Pour ces lasagnes de ravioles – ou gratin de ravioles – aux poireaux et épinards, j’ai compté :

  • 8 plaques de ravioles (soit deux paquets, trouvables sans soucis en grande surface)
  • 3 poireaux
  • 150 gr d’épinards ( les miens étaient surgelés et bio)
  • éventuellement du pécorino ou de la ricotta.

Pour la béchamel :

  • 60 gr de beurre,
  • 3 grosses cuillères à soupe de farine,
  • 3/4 de litre de lait,
  • Sel, poivre et noix de muscade,

Pour la préparation :
Détailler les poireaux en tronçons et les faire suer dans une casserole à feu doux avec une cuillère de beurre. Les réserver.
Préparer votre béchamel (on révise nos classiques : comment faire une béchamel ? :mrgreen: ) (attention, il en faudra pour accommoder les deux légumes)

  • Faire fondre le beurre dans votre casserole à feu doux,
  • Lorsque le beurre est complètement fondu, baisser le feu et ajoutez la farine cuillère par cuillère et remuer doucement du hors du feu pour éviter les grumeaux,
  • Ajouter petit à petit le lait légèrement tiédi. Au final, votre béchamel doit être onctueuse et légèrement liquide.
  • Poivrer et saler et ajouter quelques grammes de noix de muscade.
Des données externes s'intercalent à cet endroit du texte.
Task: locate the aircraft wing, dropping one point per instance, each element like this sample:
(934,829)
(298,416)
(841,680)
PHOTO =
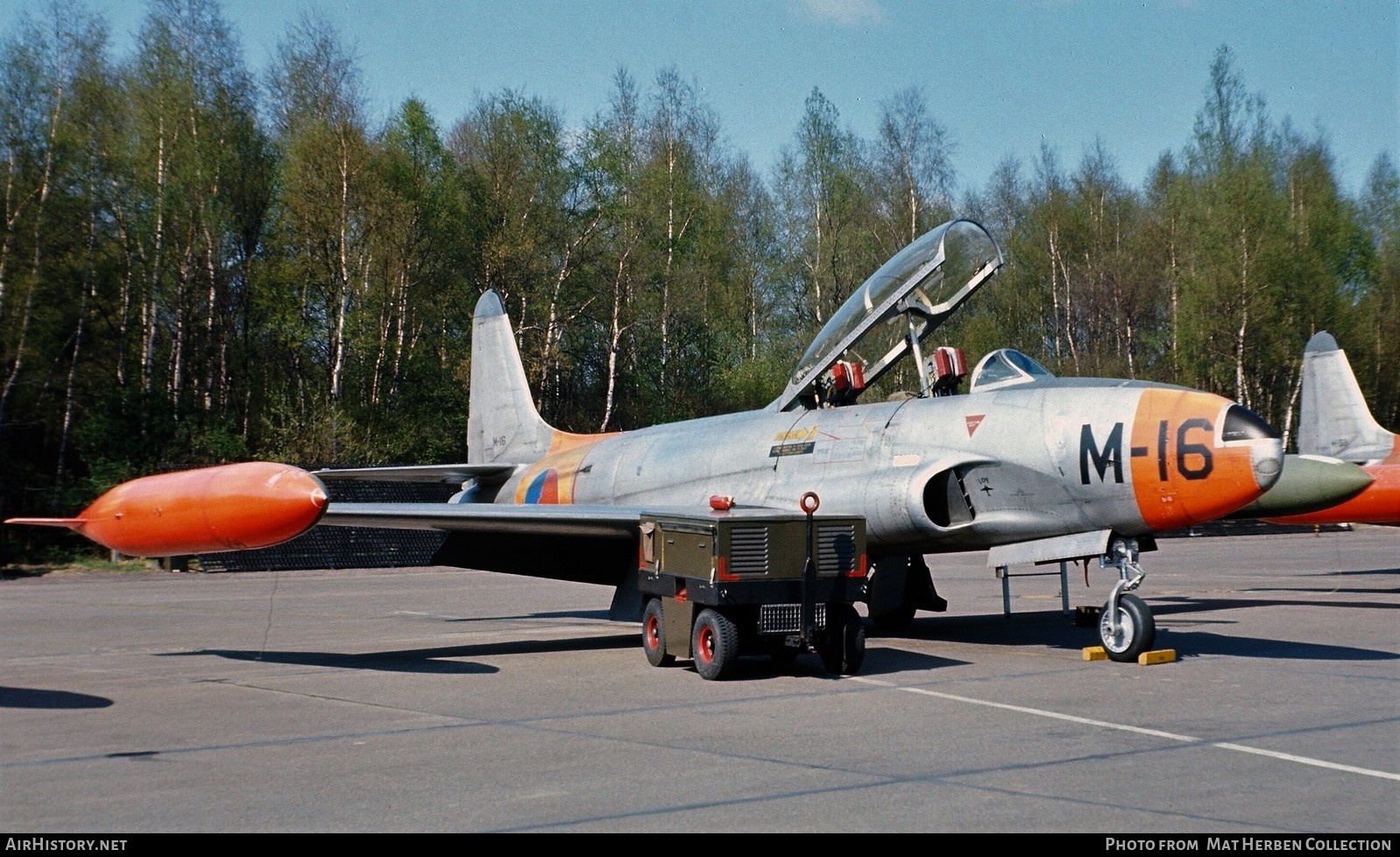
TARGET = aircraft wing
(491,519)
(444,473)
Répartir la moité de votre béchamel dans la casserole des poireaux et garder la seconde moitié pour accommoder vos épinards.

Dans un plat carré ou rectangle de préférence et légèrement beurré, commencez à dresser votre plat : on démarre par un étage d’épinards, puis poser deux plaques de ravioles, ajouter une couche de poireaux, puis recommencer l’opération. Si vous souhaitez relever un peu le tout, intercaler quelques tombées de pécorino entre chaque étage ou si vous aimez charger un peu plus en onctuosité, on peut intercaler un peu de ricotta entre chaque couche…

Passer le tout à four chaud (180 degrés) pendant 30 minutes. Mmmmmmm.

NB : si vous souhaitez le servir de façon un peu plus soignée, prévoir des petits plats individuels.